We used the specific PLC activator m-3M3FBS {2,4,6-trimethyl-N-[3-(trifluoromethyl)phenyl]benzenesulfonamide} (19) to deplete membrane-associated PIP2. In cells treated with m-3M3FBS (10 μM) for 10 min, PIP2 contents were reduced to 49 ± 4% in comparison with cells treated with o-3M3FBS, an inactive ortho-analog, as quantified by MALDI-TOF (Fig. S1A). m-3M3FBS (10 μM) led to a significant decrease in pCA-induced SERT-mediated currents (Fig. 1D; 58.3 ± 8.9% inhibition; n = 7), whereas o-3M3FBS had no such effect (Fig. 1E; 6.8 ± 5.3% inhibition; n = 7).
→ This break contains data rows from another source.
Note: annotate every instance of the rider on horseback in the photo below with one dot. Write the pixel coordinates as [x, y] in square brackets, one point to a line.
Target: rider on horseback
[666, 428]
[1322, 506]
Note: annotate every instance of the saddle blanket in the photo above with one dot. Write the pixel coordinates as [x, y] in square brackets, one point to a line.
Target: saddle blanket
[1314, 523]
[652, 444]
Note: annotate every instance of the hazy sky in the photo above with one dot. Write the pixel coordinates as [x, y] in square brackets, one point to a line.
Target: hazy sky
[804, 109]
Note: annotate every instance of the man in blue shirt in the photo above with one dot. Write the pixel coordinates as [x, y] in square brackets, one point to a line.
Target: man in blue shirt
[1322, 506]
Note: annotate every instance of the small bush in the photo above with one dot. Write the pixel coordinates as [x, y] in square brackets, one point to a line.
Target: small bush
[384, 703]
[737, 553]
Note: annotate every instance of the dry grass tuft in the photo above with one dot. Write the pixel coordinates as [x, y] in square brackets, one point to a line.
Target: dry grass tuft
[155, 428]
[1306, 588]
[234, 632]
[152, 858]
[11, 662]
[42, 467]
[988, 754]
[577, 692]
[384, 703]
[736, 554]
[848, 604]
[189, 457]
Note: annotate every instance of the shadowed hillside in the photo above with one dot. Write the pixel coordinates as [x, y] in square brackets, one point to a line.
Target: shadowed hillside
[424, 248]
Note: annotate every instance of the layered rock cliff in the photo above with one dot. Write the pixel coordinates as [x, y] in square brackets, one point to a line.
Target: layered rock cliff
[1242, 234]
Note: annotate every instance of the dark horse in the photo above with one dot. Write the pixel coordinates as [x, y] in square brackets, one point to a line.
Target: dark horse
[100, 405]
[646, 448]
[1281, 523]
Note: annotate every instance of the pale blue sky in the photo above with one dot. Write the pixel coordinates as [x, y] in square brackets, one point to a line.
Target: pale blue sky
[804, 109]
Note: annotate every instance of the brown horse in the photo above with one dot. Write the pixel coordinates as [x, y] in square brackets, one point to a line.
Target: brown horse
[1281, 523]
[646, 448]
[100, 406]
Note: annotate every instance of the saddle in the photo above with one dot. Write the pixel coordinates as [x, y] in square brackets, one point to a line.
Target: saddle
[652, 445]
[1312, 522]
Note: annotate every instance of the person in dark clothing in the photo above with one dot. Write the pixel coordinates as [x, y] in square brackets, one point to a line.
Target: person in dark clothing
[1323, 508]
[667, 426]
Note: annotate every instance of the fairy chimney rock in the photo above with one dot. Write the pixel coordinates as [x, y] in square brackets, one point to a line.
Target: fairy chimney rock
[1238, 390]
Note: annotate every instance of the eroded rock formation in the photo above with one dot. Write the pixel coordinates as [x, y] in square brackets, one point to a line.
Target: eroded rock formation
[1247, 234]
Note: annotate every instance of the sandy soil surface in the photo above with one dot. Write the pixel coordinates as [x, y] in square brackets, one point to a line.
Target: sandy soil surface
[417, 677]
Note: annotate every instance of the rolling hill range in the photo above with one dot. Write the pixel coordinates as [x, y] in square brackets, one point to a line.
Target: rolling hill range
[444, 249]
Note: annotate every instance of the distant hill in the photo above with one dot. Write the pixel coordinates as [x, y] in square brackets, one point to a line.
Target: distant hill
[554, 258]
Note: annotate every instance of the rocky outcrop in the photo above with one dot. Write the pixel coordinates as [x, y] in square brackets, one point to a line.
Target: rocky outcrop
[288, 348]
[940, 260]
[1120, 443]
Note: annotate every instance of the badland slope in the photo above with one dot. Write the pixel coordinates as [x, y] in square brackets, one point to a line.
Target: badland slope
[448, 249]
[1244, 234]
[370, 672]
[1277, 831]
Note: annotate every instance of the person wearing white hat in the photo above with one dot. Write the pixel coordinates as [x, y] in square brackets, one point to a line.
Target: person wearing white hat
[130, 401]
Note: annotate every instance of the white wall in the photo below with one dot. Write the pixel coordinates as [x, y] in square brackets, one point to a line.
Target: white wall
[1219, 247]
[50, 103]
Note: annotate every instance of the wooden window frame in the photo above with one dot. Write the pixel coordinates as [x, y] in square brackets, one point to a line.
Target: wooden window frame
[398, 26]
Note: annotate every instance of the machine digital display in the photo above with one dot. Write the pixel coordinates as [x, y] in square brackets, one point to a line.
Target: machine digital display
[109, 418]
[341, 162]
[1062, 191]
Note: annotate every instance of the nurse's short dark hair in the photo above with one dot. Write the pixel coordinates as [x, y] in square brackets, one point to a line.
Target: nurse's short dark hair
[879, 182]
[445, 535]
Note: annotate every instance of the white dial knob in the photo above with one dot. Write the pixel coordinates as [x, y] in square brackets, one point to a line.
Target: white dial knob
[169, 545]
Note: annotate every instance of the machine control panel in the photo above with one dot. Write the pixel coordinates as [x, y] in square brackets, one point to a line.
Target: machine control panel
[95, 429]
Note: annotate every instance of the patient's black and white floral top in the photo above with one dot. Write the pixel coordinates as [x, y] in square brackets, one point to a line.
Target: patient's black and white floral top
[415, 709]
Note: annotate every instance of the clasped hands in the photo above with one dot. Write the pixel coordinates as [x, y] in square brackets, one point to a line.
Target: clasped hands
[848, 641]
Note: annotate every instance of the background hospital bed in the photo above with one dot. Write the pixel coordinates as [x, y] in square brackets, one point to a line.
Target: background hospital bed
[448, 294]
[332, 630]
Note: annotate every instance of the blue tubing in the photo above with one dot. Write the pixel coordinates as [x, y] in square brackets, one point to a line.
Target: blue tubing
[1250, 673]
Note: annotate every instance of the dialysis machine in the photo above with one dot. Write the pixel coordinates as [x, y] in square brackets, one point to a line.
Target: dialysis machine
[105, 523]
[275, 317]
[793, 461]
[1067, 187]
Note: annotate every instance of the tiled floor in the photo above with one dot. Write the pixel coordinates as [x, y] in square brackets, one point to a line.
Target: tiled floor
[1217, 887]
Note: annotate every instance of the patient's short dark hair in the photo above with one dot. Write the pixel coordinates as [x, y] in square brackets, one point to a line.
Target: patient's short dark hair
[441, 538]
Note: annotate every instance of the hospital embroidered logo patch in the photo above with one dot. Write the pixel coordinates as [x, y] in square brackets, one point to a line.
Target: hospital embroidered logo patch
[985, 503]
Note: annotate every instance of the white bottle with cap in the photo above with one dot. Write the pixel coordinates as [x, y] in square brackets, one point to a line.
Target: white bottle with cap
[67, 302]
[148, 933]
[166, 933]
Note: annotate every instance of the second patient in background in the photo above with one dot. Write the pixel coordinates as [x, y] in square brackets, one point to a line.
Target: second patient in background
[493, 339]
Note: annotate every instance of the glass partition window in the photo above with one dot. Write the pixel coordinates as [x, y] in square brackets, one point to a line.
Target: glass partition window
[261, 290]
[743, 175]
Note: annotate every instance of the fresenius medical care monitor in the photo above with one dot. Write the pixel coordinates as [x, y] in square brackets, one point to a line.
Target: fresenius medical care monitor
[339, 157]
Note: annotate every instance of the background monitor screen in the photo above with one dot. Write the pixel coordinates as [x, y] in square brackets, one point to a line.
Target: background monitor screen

SERT-mediated current is not only induced by amphetamines such as pCA but also by the physiological substrate 5HT itself (20). Application of m-3M3FBS, but not o-3M3FBS, significantly reduced 5HT-induced currents (74.6 ± 8.1% inhibition, n = 4). Cells were treated with the PLC inhibitor U73122 to confirm that the effect of m-3M3FBS was caused by an activation of PLC; thereafter, m-3M3FBS failed to affect pCA-induced currents (0.1 ± 0.02% inhibition, n = 4; Fig. 1F).

To activate PLC by physiological means, B2 bradykinin receptors (B2Rs) were expressed in HEK-SERT cells, activation of which is known to tightly control the PIP2 content of the plasma membrane by PLC-mediated hydrolysis (21). pCA-induced current was significantly reduced by 59.6 ± 7.7% (n = 5) on addition of bradykinin (Fig. 1G). This effect was mediated by B2R activation because coapplication of the B2R-specific antagonist Hoe 140 (100 nM) attenuated the B2R-mediated effect on the SERT current (9.9 ± 3.8% inhibition, n = 5; sample trace in Fig. S1B). Thus, SERT interacts with PIP2 and amphetamine induced currents through the transporter can be altered by reducing PIP2 or by interfering with PIP2-protein interactions.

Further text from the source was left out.